Quais as perspectivas do jongo?

Temos que compartilhar mais entre nós alguns avanços, porque nem todos têm acesso a como fazer um edital, por exemplo. Tem uma burocracia terrível, necessidades de contabilidade, então muita gente se enrola. Outras pessoas têm ideias, mas não sabem como botar no papel. Então temos que criar uma equipe e funcionar como uma empresa, fazer intercâmbio nos grupos e formar uma teia para todos se ajudarem.

Os governos vão mudando, e como isso se reflete no jongo? Como se dá esse diálogo?
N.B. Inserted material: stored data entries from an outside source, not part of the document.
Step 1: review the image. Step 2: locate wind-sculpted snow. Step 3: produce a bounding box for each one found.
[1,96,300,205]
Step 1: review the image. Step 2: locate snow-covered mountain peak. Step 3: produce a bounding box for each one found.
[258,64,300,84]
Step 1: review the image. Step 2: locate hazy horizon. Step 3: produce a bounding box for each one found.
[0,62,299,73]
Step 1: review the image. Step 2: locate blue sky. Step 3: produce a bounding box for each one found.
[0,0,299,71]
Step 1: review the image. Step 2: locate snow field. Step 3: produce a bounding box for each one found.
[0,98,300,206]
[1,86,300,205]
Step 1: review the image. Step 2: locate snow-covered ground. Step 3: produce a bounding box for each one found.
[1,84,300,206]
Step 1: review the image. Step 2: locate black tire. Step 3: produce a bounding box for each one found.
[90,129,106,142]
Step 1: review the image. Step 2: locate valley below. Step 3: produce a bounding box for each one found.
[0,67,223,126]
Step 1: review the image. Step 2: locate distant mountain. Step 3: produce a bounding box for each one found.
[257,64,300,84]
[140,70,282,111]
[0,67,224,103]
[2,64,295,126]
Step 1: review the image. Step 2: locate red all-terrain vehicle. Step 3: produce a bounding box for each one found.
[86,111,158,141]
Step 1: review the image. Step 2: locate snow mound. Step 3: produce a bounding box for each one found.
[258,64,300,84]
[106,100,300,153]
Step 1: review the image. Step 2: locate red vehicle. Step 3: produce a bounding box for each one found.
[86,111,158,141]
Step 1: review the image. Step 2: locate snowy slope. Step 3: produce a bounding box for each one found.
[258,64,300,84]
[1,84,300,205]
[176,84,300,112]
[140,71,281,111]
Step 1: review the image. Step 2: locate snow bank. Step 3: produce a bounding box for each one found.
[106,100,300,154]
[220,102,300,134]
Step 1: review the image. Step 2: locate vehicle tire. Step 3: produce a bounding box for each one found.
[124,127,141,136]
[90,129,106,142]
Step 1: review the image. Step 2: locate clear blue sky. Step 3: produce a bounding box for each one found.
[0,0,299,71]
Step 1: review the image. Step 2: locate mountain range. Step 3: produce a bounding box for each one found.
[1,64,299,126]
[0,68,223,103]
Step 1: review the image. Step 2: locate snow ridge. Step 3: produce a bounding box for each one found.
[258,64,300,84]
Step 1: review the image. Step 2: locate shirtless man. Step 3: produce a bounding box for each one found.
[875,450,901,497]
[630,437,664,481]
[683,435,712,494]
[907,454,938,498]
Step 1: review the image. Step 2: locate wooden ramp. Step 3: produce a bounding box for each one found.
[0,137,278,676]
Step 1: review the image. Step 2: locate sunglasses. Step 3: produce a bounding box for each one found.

A eleição do presidente Lula mudou para melhor, porém, está muito aquém mas já temos abertura de diálogo, tem investimento, assessoria, etc. O governo anterior estava fechando as portas e promovendo a perseguição, fui hostilizado várias vezes nas minhas rodas em Volta Redonda. Isso não é diferente de outras realidades, então isso deu uma desintoxicada. Precisamos ter uma política pública mais direcionada e consistente para as comunidades e coletivos que desenvolvem trabalhos como o jongo. Os Mestres e Mestras devem ter uma rede de proteção social, serem tidos como guardiões de nossos saberes coletivos e por isso acolhidos em todos os sentidos pelo poder público.